I think open banking is going to reveal exactly how much value banks have been providing to their customers.
The CFPB is explicitly designing its rules for open banking to enable much more seamless account switching. They want to make it push-button easy for people to break up with their banks.
I think it’s a little bit like the introduction of no-fault divorces in the U.S. in 1970.
It led to a spike in divorces immediately after, as people (mostly women) got out of bad relationships that they had been trapped in.
But then the divorce rate started to fall. And researchers who have studied marriage and divorce in the U.S. actually attribute the fall in the divorce rate partially to the introduction of no-fault divorces.
The spouse that was satisfied in the relationship and maybe taking their partner for granted had to suddenly work harder to make them happy. It helped make marriages better.
I think a similar thing may happen between consumers and their financial services providers.
We may see a spike in breakups in the short term, but long term, we’ll see more value being created as financial institutions have to continually earn their customers’ business.
#9: Open Banking + Generative AI
Banks have historically had a scarcity mindset when it comes to data.
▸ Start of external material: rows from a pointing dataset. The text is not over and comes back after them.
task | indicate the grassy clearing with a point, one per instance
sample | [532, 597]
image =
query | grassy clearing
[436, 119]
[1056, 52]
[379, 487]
You had to clean it, categorize it, and tee it up perfectly in order for your machine-learning algorithms to get anything useful out of it. It was like magic. You spent two days setting up the stage and the props in order to get five minutes of magic for the audience. Not really worth it unless it’s David Copperfield.
And because it’s not really worth it, outside of a couple of well-developed areas like credit risk analysis, most of the data that banks have just sits in data warehouses without ever really being used.
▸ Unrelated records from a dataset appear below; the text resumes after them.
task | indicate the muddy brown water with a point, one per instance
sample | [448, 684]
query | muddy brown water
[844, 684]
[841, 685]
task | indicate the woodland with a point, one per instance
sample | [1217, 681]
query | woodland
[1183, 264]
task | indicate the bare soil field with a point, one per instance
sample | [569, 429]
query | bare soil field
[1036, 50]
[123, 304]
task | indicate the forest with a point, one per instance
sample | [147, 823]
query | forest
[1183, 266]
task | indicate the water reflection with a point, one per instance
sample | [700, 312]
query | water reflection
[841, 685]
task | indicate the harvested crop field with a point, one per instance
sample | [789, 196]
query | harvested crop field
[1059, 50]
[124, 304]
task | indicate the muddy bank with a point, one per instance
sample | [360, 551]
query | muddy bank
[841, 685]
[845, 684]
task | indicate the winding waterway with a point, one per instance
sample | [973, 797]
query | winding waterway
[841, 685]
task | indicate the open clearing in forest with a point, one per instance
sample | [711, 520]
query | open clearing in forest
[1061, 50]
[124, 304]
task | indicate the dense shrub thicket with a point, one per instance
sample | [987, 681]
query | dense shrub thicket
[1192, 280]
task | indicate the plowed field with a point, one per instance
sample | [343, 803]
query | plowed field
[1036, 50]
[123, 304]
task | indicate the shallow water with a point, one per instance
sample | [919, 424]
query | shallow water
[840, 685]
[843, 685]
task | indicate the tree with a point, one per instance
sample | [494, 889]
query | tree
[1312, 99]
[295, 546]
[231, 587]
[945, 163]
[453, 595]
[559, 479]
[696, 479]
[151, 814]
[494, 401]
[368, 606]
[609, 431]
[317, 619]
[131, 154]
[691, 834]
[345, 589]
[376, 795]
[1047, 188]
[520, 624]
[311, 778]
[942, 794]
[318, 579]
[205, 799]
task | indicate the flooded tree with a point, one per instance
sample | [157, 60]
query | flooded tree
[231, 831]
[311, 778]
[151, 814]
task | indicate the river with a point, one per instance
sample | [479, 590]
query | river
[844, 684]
Generative AI has the potential to shake things up. Not because it’s better than the machine learning algorithms and other analytic tools and techniques that banks use today (it’s not). But rather because large language models (LLMs) are really good at things that traditional ML/AI models suck at, like, for example, efficiently extracting value out of unstructured data.
The fact that generative AI is coming along just as we are in the midst of rewiring all of financial services to be open and API-accessible, by default, is interesting.
What can banks build in a world in which they can feed not only all of their data but all of the data that they can convince their customers to bring with them, into analytic models that are eager to learn from vast and messy sets of unstructured data?
I’m not sure, but I’m excited to find out!